In McKinstry v. Collins (1902) 74 Vt. 147, 52 Atl. 438, an action for damages for an alleged assault on the plaintiff's wife, which it was claimed caused her death, as tending to prove that the plaintiff's wife died of pneumonia, the defendants were permitted to introduce in evidence a certified copy of the record in the town clerk's office of the certificate of death, made by one of the attending physicians during her last illness. In holding the certificate to be admissible in evidence, the court said: "The certificate seems to have been made in conformity to § 7 of No. 56 of the Acts of 1896, which provides, in part, that any physician who has attended a deceased person during his or her last illness shall at once fill out and forward to the health officer a certificate giving the date of death, the name, age, sex, and, if a male over fifteen years of age, the occupation of the deceased person, the cause of death, place of birth, place of death, and the names of the parents of the deceased, so far as these facts are as

certainable. It is evident from the source from which the certified copy came, that the certificate was returned by the health officer to the town clerk, as provided by § 8 of the act, and by the clerk recorded, pursuant to the requirements of § 3 of the act, which provides that town and city clerks shall receive, number, and record, in the order in which they are received, all certificates of births, marriages, and deaths in their respective towns and cities, in the books furnished to them by the secretary of the state board of health, and that each record shall show when it was made. It is clear that the record of a certificate made and recorded in conformity to these provisions of law is a public record, and that a certified copy of such a record is admissible in evidence, and is presumptive evidence of such facts stated therein as the attending physician is, by law, required to certify to, and are presumably within his personal knowledge.

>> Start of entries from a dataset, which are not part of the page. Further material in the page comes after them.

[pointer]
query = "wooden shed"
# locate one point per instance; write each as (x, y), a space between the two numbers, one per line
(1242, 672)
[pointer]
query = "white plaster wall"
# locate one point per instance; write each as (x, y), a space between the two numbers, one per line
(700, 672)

. . While the cause of death is more or less uncertain, it would seem, in the absence of a post mortem examination, that an attending physician would be more likely to have personal knowledge of the cause of death than any other person, and that his certificate of the cause of death should be regarded as a statement of a fact within his personal knowledge, and therefore within the rule above stated." However, on a subsequent appeal [(1904) 76 Vt. 221, 56 Atl. 985], the court held that the certificate was inadmissible to show the cause of the death of the plaintiff's wife, when offered for that purpose, for the reason that the legislature had changed the law since the rendition of the previous decision, by the enactment of a statute providing that no public record of births, marriages, or deaths, required by law to be kept, or any certified copy thereof, should be competent evidence in the trial of any suit then or thereafter pending to prove any fact stated therein, except the fact of birth, marriage, or death. Act No. 44 of Acts of 1902, p. 49.